Real yields on 10-year government bonds have dropped to a recent low of 0.38% after rising to 0.74% during their mid-December post-election peak. According to the Wall Street Journal, this could be a sign that bond investors are growing increasingly concerned that President-Elect Trump's economic policies, including import tariffs, could hamper his growth plans. Inflation-adjusted yields, which measure the actual purchasing power investors obtain from investing in government bonds, tend to rise on expectations of a strengthening economy, however, they are now beginning to fall - signaling the opposite. (For more, see: Not Buying the Trump Rally? Here Are BAML's Contrarian Plays.)
"Real" Yields Fall From Post-Election Highs
Inflation-adjusted bonds, like Treasury Inflation Protected Secutities (or, TIPS), have "real" yields which subtract the effects of inflation from the interest rate it pays. The Wall Street Journal cites the fact that such real yields on U.S. government bonds have fallen sharply over the past month, "the latest sign of moderating market expectations for the Trump administration’s economic plan." (See also: How Trumponomics Might Boost the Stock Market.)
Indeed, immediately after Trump's surprise victory, equity markets rallied on optimism that pro-growth policies will spur economic growth and increase corporate profits over the next few years. At the same time, bond markets around the world sold off as interest rates rose, along with the dollar, in anticipation of economic growth, which could lead to inflation and tightening of monetary policy.
But now, it appears that this euphoric rally may be running out of steam. After a number of failed attempts to reach the 20,000 level, the Dow Jones Industrial Average has remained relatively flat over the past month. At the same time, the strength of the dollar has also moderated, and now bonds are casting yet another omen.
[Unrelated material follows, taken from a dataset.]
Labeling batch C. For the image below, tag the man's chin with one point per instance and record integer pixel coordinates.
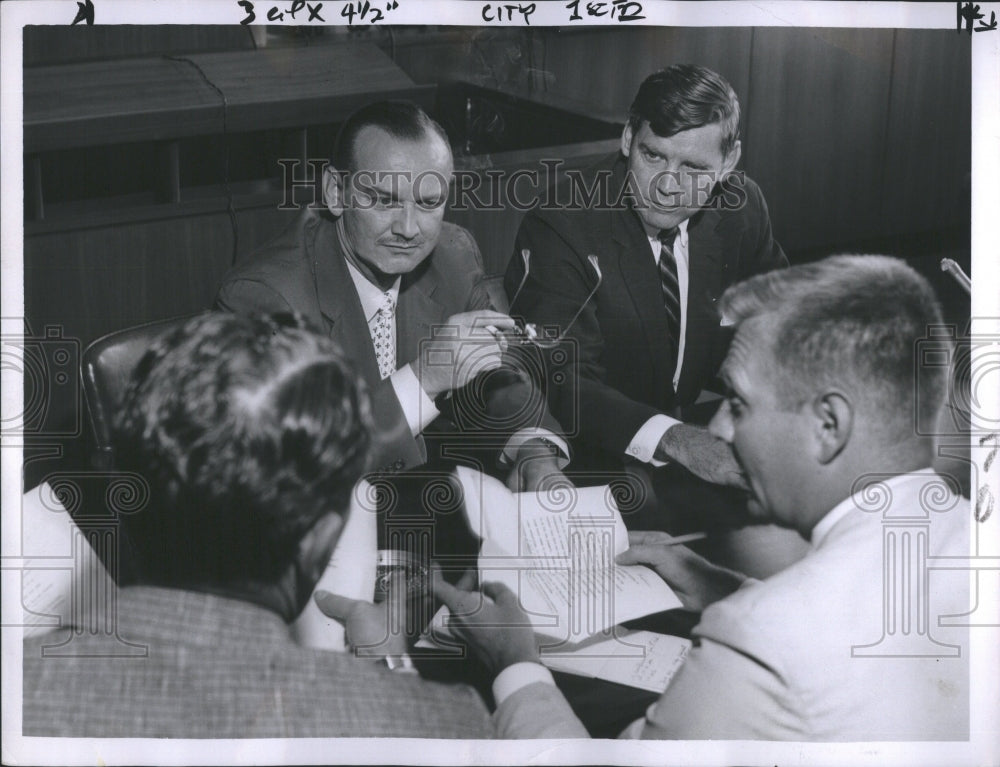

Inflation Expectations Indicate Trump Can't Deliver
Markets are questioning Trump's ability to actually implement and enforce measures such as trade tariffs, for fear of starting a trade war with neighbors such as Mexico, Latin America's second-largest economy, and China, the world's second-largest economy. Conservative Republicans, who have traditionally favored unencumbered free trade, may oppose protectionist measures. At the same time, Trump's promise to bring jobs back to the U.S. may be hindered by the realities of global capital markets and the effect of new technologies on job losses. Taken together, inflation expectations are ticking lower as investors believe that the new president will be unable to deliver on all of his campaign promises. (For more, see: Profit, Growth, Inflation Expectations Hit Multi-Year Highs.)
The Bottom Line
The Trump honeymoon may be over in terms of lofty expectations for an economic boom in the U.S. over the next months and years. Real bond yields have fallen, signaling that investors are no longer as optimistic about growth forecasts as it appears increasingly likely that Trump will have a difficult time getting some policies through congress, such as tariffs, which could spark an international trade war if passed.